Our conscious perception of time changes when submerged for once immersed it is difficult to escape the present moment. The water invites us to surrender to a profound sense of timelessness and presents us with the possibility of entering new modalities of sensing, perceiving and connecting. Could it be possible that these shifts, with their deep sense of falling and sinking into being, are comparable to experiences of consciousness experienced centuries ago?
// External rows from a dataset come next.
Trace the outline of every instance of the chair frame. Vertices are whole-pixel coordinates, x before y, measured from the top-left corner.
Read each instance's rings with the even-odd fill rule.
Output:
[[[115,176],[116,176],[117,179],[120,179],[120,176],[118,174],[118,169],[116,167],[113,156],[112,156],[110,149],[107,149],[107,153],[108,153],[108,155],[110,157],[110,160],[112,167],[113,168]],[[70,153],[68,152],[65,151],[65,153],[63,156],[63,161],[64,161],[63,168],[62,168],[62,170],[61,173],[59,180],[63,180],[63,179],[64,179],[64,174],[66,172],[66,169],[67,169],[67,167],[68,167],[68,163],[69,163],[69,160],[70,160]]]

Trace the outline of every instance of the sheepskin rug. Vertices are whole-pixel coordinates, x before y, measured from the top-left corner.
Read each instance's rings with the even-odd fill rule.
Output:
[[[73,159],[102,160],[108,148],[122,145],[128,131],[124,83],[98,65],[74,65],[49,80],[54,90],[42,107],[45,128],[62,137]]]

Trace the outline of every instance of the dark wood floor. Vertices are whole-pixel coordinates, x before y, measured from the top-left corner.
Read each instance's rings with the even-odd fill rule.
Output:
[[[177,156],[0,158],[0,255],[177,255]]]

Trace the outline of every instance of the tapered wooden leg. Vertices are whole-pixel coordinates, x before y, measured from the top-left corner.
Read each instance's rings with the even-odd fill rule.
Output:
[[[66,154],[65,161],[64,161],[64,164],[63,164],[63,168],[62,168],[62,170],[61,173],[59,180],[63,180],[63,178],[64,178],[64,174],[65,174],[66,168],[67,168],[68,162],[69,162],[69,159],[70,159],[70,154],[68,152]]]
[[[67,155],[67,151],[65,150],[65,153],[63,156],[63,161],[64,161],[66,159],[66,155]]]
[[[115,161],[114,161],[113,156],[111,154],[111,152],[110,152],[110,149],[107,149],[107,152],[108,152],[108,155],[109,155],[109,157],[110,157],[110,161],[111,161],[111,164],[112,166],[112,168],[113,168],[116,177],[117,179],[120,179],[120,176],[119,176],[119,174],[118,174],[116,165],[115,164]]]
Over the last two hundred years our pace of life has been significantly uprooted and is now increasingly fuelled in a frenetic and unsettled way. We have grown accustomed to living in the past and future but rarely in the immediate moment. Prior to the Industrial Revolution, without travel, technology and digital communications, were we able to be more confidently and firmly located in the present? Daily life then, with the handcrafting of objects and garments, the cultivation of the land and generations of established communities, surely created a greater opportunity for grounding and contemplation? Did attending to fine detail, through the day-by-day processes of making and doing, enable a more mediative experience and richer engagement with the present moment? And are we now, with our disconcerting inclination towards constant over-simulation, inadvertently creating a path in which our inability to be present will be lost in the past?
Drawing upon studio portraiture from around the advent of photography, The Fear of Falling, in it’s layers of enquiry, seeks to make apparent connections between past, acts of crafting and submergence. With these questions in mind, the underwater series endeavours to invite reflection upon our own relationship with the present and encourages the opportunity to fall and land with fresh alignment.